What initially inspired you to pursue a career in education?
After considerable involvement in competitive sport as a youth, I came to appreciate the many personal development opportunities sport provides to young people. It can inspire and unite; it teaches leadership and cooperation; it is a fun way to understand the interplay between strategy and action to achieve a goal. A teaching and coaching career gave me the opportunity to leverage my knowledge to enhance children’s education.
How do your own life/work experiences inform your approach to your work?
The challenge to continually achieve your personal best is inherent in competitive sport and that becomes ingrained in the psyche. You learn to stay focused in the face of challenges; to keep improving and learning – that a loss often lays the groundwork for a win. When you are a multi-event or multi-sport competitor, you gain different perspectives from each discipline, which helps to improve performances across the field. Headteachers work with a wide variety of people – faculty, students and support staff – who have a range of skills and potential. Bringing out the best in a team is fundamental to the work we do.
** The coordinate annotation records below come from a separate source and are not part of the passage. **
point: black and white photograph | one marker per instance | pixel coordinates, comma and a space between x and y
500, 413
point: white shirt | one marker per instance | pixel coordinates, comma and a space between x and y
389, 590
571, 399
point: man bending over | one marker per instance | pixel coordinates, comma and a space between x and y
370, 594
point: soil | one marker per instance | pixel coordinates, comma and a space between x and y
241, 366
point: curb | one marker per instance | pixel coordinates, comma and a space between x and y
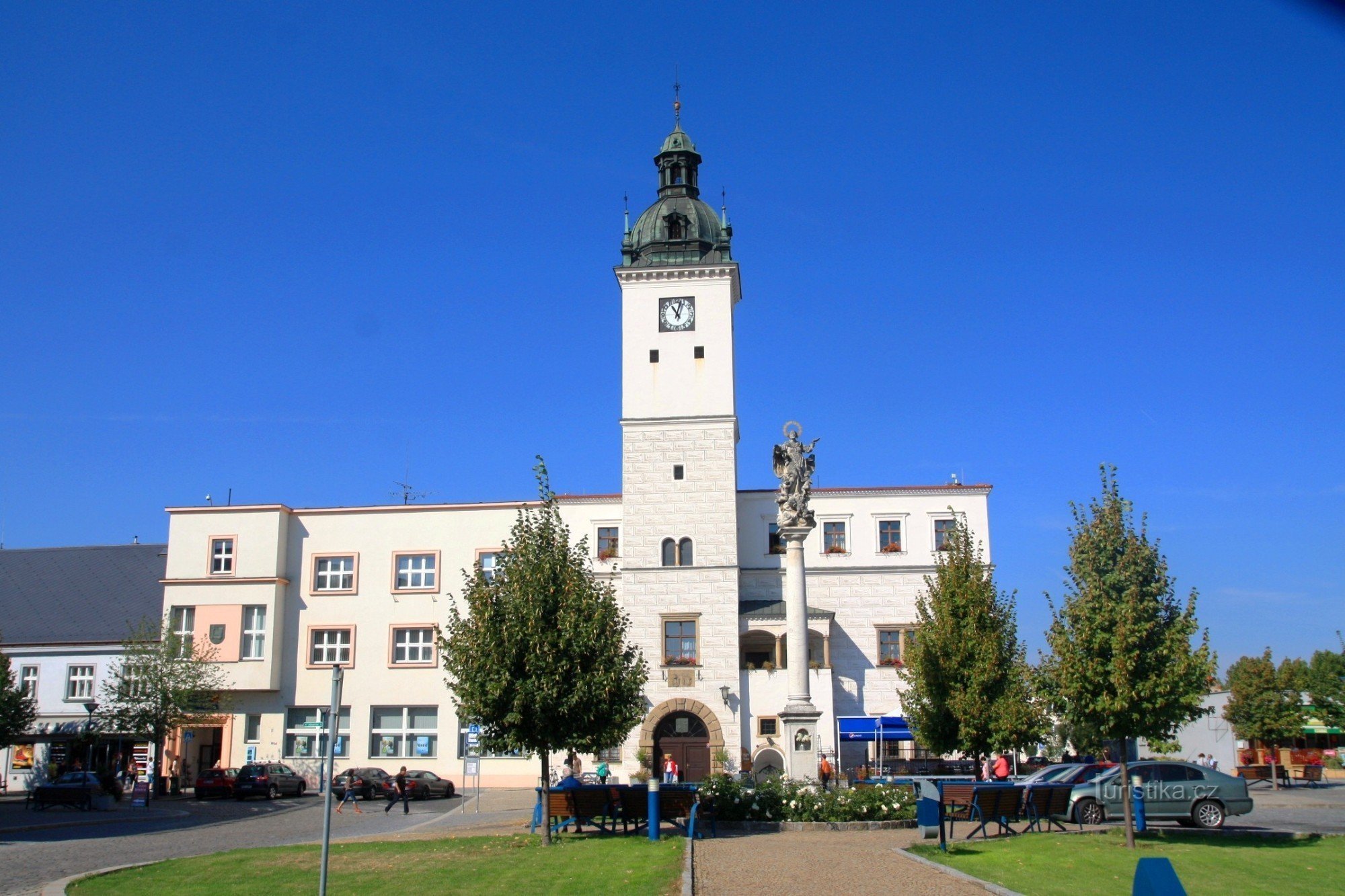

Prior to joining Tanglin, I was Headmaster at Millfield School in the UK for ten years, and I started my career in Australasian independent schools, including Geelong Grammar School and a headship at Wanganui Collegiate School in New Zealand. I bring my sporting, international and British independent school background to my role at Tanglin. Here, I aim to extend the school’s mentoring mindset and holistic learning environment, alongside Tanglin’s already excellent academics.
What have you learnt from your time as a headteacher of an international school?
I am humbled by the significant sacrifices parents make to give their children a vast range of opportunities to develop their potential. As Head of an international school, it is critical to honour parents’ considerable commitment to their children’s education.
What characterises the students graduating from Tanglin Trust?
Tanglin students are impressive. And that’s not just their academic results, our graduates are well-rounded individuals who achieve inside and outside the classroom. Public speaking is a key competency in life, and at Tanglin children practise from a young age so that it becomes a part of their regular routine rather than an anxiety-inducing event. When our Year 13 students deliver their graduation speeches, I am struck by their engaging presence, content and delivery. They leave us with confidence and amazing communication skills; well-rounded individuals who are prepared to flourish in, and make a positive contribution to the world ahead of them.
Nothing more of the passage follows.